Plenty of statistics speak to our stress levels in modern life, with Americans ranking as some of the most stressed out in the world, according to the American Institute of Stress (seriously?) with the disquieting tagline of, “If Life Were Easy They Would Have Asked For Volunteers.” Indeed, the myriad websites offering stress reduction solutions are testimony to our angst.
But now art, an age-old hobby of human cultures, has emerged as an essential — not frivolous — aspect of health. It’s no accident that Andrea Reese — featured in a Stress Free Now podcast describing how to reinvent happiness — is a visual and performing artist. Furthermore, art therapy has become a legit discipline with practitioners with a range of backgrounds achieving success in treating patients for illnesses as diverse as autism, eating disorders, trauma, and memory loss. See HERE.
“You don’t need to be a brain scientist to understand that the arts have physiological, psychological, and spiritual benefits,” says neuroaestheticist Susan Magsamen. But brain scientists are substantiating what artists and art appreciators already know from experience. Magsamen and coauthor Ivy Ross just published a book about Your Brain on Art: How the Arts Transform Us that’s coming out this month, in which Magsamen purports that “Art can create new neuropathways in the brain because this happens through sensorial experience.”
The American Congress of Rehabilitative Medicine corroborates with its Arts & Neuroscience Networking Group whose primary reason for existing is to “bring together this cutting-edge research that’s happening in the arts and neuroscience and how that can be clinically applied to our patients.”
Like a 2016 study showing reduced cortisol levels in healthy adults after a 45 minute art-making session; a 2021 study showing reduced glucose levels in diabetics who participated in art therapy; and even a 2022 study finding a statistically significant different in well-being after people played an online coloring game during the pandemic.

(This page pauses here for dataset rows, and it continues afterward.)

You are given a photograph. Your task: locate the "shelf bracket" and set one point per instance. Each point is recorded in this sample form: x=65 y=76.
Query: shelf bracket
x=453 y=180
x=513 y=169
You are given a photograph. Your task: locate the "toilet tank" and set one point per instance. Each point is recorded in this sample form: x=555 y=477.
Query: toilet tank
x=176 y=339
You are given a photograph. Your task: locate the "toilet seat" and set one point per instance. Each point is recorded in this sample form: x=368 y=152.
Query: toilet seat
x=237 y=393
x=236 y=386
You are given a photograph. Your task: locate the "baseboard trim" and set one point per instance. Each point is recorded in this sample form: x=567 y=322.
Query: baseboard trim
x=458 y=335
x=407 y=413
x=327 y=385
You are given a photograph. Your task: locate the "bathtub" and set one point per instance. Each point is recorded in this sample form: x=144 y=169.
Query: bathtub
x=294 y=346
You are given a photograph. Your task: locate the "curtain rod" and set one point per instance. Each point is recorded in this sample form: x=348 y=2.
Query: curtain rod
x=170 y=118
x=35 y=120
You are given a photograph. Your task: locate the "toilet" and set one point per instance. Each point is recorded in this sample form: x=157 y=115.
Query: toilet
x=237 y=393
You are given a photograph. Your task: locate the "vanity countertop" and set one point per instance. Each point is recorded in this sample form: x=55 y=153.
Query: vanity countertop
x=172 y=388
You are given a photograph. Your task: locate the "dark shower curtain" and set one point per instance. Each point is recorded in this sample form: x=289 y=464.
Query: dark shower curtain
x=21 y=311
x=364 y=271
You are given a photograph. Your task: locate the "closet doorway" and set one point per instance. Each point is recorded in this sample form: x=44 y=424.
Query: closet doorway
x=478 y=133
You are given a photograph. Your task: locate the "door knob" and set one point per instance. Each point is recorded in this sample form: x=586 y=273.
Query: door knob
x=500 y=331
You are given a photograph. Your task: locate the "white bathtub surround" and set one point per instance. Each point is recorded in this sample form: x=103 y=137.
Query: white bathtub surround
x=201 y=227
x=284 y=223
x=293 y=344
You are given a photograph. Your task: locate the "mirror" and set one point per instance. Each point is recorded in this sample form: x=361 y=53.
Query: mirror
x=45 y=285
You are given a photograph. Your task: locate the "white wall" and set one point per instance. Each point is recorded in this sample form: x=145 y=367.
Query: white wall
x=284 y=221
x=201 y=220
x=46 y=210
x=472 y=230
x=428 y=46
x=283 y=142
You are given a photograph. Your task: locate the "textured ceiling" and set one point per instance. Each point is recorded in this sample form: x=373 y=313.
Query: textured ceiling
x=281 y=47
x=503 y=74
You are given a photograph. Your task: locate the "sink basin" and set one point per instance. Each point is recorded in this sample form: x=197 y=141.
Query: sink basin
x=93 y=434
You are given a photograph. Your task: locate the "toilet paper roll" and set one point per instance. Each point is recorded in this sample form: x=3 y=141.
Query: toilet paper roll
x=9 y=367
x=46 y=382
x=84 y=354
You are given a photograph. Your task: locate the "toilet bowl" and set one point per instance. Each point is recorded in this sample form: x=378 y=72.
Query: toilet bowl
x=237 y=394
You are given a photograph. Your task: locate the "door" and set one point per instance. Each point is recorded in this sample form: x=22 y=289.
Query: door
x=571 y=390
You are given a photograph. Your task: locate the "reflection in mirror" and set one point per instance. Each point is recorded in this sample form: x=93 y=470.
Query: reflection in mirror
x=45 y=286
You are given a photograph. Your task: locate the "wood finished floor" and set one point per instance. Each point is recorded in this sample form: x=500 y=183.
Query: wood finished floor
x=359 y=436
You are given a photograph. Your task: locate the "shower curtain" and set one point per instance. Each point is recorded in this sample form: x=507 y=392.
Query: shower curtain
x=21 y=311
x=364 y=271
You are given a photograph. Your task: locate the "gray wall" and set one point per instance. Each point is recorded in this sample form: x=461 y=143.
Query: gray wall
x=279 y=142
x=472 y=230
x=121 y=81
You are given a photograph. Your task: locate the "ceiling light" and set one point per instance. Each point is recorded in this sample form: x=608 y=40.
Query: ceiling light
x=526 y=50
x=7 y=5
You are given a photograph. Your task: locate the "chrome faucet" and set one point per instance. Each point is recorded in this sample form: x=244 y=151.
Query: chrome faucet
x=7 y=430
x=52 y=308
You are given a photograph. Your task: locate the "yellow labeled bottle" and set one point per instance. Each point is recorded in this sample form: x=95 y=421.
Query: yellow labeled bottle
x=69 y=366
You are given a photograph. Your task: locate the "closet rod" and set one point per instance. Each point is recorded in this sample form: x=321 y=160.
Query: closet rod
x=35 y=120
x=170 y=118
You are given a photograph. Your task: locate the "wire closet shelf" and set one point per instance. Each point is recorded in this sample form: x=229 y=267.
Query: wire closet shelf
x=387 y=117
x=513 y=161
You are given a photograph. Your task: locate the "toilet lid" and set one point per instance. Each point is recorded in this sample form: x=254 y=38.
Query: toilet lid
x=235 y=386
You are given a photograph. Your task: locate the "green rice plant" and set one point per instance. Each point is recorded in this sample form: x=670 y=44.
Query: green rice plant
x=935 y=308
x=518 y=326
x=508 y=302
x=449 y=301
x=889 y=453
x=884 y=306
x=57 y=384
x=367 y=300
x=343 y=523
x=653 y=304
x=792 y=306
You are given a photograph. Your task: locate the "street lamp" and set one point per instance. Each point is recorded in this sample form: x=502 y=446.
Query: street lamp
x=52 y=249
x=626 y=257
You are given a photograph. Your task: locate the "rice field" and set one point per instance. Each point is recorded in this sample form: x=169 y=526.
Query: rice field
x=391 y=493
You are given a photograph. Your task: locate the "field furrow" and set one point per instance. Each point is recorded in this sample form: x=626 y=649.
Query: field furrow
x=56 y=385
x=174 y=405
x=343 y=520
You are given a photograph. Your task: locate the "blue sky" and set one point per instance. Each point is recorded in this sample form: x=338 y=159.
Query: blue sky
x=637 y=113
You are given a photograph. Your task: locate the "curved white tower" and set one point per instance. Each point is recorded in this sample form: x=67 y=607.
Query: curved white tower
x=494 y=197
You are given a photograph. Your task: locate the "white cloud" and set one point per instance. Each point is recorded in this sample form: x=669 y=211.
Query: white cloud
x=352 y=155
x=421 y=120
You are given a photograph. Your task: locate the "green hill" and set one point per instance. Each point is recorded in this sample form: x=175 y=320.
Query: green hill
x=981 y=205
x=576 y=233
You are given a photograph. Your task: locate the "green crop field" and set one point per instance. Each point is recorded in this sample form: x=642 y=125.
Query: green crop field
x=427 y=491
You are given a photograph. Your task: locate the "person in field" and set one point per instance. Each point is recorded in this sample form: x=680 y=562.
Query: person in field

These days, scientists are teasing out which areas of the brain participate in human perception of art. Recent studies report that the experience of artistic beauty correlates with decodable patterns of activity in visual areas. Art representing human faces stimulates neural activity in a number of brain areas.
Interestingly, only faces ranked as beautiful fired up the medial orbitofrontal cortex, a region of the brain thought to play a role in personality characteristics like reasoning and emotion. Abstract art must rank on the beauty scale because it also fires up the medial frontal cortex to interpret colors and lines, even in the absence of recognizable images.
So, if you’re feeling artsy, go for it. Doodle, paint, write, color, cut, paste, and trust that it’s rewarding for our brains and bodies, and perhaps even grounded in the evolutionary framework of sorting out our feelings and preparing us to make decisions.